Until now, doctors and clinicians treating teens with mental health concerns were in the same position as that blindfolded archer, providing services week after week with no objective and systematic feedback about the effects of their treatment. A new tool developed by Vanderbilt Peabody College of education and human development researchers will remove that blindfold by providing ongoing feedback to service providers, with a goal of enabling mid-course treatment corrections. The tool is called the Peabody Treatment Progress Battery, or PTPB.

“There are laboratory studies that show treatments are very effective with youth who have mental health concerns, but when we look in the real treatment world we are hard pressed to identify services that are effective,” Leonard Bickman, director of the Center for Evaluation and Program Improvement and associate dean for research at Peabody College, said. Bickman led the team that developed the PTPB. “The PTPB offers a revolutionary opportunity to improve mental health services. Mental health professionals need to know if they are succeeding during treatment and, if they are not, they need to know what to change. The PTPB gives them that information.”

The PTPB includes 10 measures of the responses of youth aged 11-18 years to mental health interventions. All were rigorously evaluated to ensure their clinical relevance.
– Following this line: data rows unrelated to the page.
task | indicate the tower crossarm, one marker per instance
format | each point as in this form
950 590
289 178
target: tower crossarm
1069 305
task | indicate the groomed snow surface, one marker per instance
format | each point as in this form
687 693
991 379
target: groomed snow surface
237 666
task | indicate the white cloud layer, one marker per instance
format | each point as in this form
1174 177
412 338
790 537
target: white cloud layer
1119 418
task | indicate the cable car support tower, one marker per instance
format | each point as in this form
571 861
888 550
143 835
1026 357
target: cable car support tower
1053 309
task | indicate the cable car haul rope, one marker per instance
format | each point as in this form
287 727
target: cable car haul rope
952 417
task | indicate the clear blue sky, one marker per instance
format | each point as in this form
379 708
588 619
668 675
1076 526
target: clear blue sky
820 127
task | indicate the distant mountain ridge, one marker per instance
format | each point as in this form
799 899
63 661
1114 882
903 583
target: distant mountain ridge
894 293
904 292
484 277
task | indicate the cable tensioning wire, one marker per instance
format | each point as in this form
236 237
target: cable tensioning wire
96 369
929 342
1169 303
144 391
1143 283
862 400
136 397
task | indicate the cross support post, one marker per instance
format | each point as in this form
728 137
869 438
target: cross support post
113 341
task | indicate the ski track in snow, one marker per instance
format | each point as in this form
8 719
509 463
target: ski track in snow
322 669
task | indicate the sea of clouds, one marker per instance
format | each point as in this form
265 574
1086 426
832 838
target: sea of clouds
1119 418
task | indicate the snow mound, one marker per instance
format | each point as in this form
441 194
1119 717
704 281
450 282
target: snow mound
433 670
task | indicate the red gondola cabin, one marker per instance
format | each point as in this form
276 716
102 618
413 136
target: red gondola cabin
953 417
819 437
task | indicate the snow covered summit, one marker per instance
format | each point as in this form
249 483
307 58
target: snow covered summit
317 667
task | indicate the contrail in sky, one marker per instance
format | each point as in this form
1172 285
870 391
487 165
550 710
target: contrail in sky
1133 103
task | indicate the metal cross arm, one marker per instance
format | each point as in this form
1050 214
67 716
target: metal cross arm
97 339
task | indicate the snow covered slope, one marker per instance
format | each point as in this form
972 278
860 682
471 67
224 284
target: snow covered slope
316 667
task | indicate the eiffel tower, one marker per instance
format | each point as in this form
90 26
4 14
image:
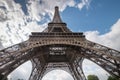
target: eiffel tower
57 47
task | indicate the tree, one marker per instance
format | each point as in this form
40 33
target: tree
92 77
113 78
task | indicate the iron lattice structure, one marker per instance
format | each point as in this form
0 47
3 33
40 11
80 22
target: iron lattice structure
58 47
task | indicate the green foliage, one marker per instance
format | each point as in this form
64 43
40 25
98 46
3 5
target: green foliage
92 77
113 78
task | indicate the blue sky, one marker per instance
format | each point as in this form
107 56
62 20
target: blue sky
100 15
98 19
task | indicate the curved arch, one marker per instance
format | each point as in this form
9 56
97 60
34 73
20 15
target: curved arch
57 74
23 71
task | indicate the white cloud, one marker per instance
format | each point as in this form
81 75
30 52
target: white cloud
84 3
110 39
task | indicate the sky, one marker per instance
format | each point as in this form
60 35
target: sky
99 20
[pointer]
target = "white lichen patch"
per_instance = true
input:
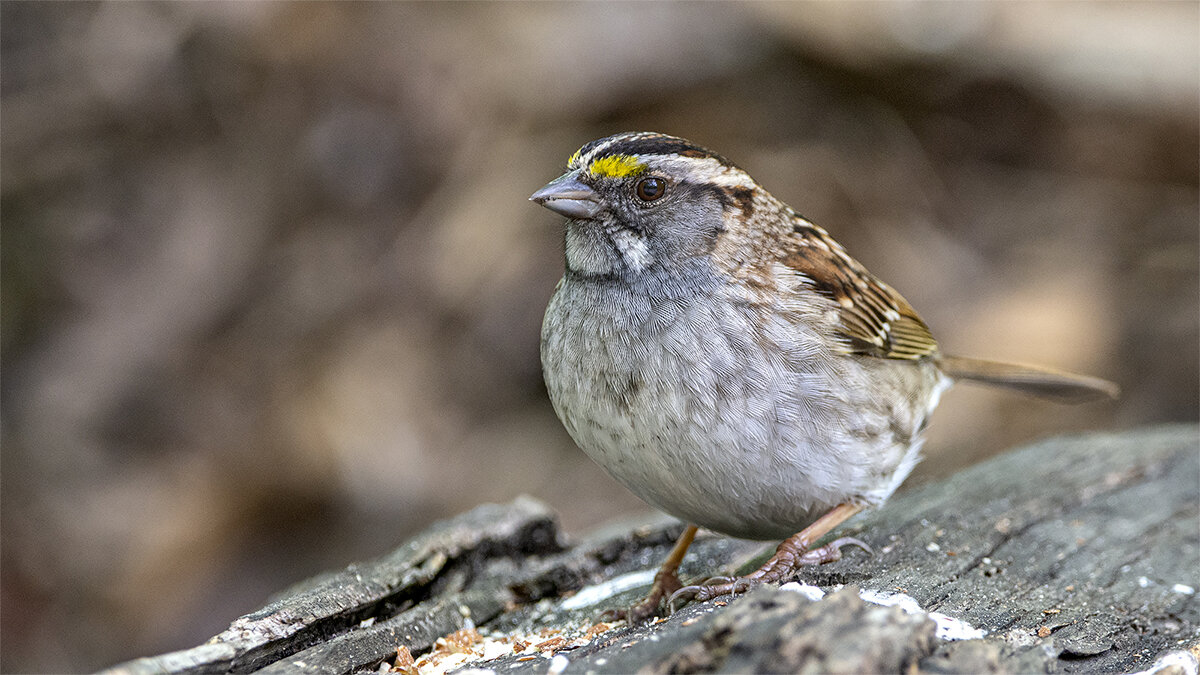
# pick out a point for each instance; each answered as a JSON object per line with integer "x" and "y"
{"x": 600, "y": 592}
{"x": 948, "y": 628}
They include factors such as a child’s sense of hopefulness, their relationship with the therapist, their expectations of treatment and their satisfaction with services.

“Providers of children’s mental health services have long expressed their frustration to the research community at the lack of a comprehensive, feasible and scientifically developed set of measures for assessing process and outcome. Existing measures have been too time consuming, too limited in the domains and perspectives assessed, too costly, or insufficient with regard to scientific validity,” Abram Rosenblatt, professor and researcher in the Department of Psychiatry at University of California, San Francisco, said. “The PTPB is the first comprehensive set of measures that can be used routinely to assess process and outcomes of treatment services across multiple domains and perspectives and it meets the highest level of scientific rigor. This is a landmark contribution to children’s mental health services and research.”
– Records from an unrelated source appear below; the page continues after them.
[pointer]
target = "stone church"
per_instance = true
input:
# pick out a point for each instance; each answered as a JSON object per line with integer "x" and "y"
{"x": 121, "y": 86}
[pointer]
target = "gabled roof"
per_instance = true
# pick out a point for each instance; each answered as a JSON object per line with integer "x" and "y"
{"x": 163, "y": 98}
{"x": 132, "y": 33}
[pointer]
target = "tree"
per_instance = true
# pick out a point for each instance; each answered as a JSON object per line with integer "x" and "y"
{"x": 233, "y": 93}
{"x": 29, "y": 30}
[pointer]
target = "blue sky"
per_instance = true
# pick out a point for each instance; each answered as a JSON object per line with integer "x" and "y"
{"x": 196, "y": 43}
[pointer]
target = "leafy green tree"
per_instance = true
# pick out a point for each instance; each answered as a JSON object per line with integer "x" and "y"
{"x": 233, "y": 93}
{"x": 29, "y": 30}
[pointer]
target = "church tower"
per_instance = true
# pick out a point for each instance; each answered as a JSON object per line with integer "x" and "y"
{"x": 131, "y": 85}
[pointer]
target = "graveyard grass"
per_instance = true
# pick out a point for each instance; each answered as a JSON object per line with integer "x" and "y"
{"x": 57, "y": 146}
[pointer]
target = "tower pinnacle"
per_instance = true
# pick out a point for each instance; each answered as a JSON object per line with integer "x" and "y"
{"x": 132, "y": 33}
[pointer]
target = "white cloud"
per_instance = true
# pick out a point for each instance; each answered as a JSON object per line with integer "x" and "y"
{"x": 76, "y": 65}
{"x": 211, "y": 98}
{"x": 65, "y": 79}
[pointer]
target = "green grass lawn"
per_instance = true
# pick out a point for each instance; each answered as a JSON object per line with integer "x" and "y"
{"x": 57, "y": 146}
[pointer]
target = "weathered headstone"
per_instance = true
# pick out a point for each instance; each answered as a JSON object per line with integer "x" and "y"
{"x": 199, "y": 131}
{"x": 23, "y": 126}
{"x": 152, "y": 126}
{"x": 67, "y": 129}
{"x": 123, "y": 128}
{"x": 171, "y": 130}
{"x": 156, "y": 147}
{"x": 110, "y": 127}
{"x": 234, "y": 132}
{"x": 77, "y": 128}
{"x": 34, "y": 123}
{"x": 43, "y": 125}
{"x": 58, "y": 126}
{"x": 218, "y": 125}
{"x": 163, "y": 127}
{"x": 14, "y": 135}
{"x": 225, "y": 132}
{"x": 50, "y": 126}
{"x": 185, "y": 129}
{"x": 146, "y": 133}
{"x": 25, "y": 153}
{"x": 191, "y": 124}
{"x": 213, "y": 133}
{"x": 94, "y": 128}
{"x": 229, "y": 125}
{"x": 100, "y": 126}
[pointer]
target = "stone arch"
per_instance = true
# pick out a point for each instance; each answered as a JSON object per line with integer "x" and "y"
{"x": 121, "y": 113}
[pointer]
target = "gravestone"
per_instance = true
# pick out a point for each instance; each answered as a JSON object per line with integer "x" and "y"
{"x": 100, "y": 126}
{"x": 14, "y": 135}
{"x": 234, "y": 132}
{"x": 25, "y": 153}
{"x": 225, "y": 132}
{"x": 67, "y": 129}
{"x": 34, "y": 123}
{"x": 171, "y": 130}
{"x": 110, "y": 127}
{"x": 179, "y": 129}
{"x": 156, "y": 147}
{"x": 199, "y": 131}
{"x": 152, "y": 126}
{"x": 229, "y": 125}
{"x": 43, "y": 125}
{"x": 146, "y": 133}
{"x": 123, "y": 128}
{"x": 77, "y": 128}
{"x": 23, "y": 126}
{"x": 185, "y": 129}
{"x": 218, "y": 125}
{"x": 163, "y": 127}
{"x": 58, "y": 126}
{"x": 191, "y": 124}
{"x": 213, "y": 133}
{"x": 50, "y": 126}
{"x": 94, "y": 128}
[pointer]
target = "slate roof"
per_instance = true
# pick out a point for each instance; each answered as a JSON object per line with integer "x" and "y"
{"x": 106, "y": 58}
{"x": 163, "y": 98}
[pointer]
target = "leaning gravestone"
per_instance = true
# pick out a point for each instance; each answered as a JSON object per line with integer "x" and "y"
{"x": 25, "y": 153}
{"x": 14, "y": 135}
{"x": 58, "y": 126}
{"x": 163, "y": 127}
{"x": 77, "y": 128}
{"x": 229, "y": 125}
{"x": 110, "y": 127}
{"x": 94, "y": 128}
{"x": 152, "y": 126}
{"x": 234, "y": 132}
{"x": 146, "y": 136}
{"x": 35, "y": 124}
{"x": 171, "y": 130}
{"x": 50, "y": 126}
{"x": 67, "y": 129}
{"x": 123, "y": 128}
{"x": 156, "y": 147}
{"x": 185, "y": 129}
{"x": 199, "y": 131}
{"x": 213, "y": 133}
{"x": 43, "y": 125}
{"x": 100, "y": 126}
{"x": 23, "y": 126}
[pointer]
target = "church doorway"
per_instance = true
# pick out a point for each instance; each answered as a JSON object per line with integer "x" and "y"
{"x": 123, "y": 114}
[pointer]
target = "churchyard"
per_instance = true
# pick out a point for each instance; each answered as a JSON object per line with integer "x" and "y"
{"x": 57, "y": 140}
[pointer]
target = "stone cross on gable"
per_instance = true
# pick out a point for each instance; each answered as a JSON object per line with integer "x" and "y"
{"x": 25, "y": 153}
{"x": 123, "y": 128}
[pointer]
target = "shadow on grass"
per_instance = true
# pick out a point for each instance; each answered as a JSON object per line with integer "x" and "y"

In addition to monitoring the teen’s response to treatment, the PTPB also evaluates how the child’s caregiver is managing stress and their perception of treatment progress, as well as the clinician’s own evaluation of progress. It is this comparison of what the clinician thinks is effective with what the child and his or her caregiver reports that Bickman believes makes the battery an especially powerful tool.

“Therapy isn’t carpentry – you can’t just look at your work and determine if you’ve met your goals. You can’t get accurate feedback from the task itself, so you need to collect feedback in a systematic way,” he said. “Use of the PTPB will provide feedback that is hard to disregard, and will also insert some accountability for producing results into the mental health system that currently is not there.”

The PTPB takes approximately five to eight minutes a week per patient. It was designed to apply to most types of treatment and was written at a fourth-grade reading level in English and Spanish. It is available online free of charge from Vanderbilt at http://peabody.vanderbilt.edu/PTPB.

“After years of trying to find a clinical measurement system that was both practical and valid, the PTPB is both of those and more,” Natasha S. Walsh, vice president of Clinical Services for Providence Service Corporation, said. “Our clinicians are getting information they are able to use to inform and enhance treatment. Our supervisors are getting information they can use to help the clinicians grow into better clinicians. Our agency is getting the information on clinical outcomes and processes needed to improve the quality of our services. Our counselors have said ‘it’s giving me information I never would have gotten.'”

Development of the PTPB was partially funded by the National Institute of Mental Health.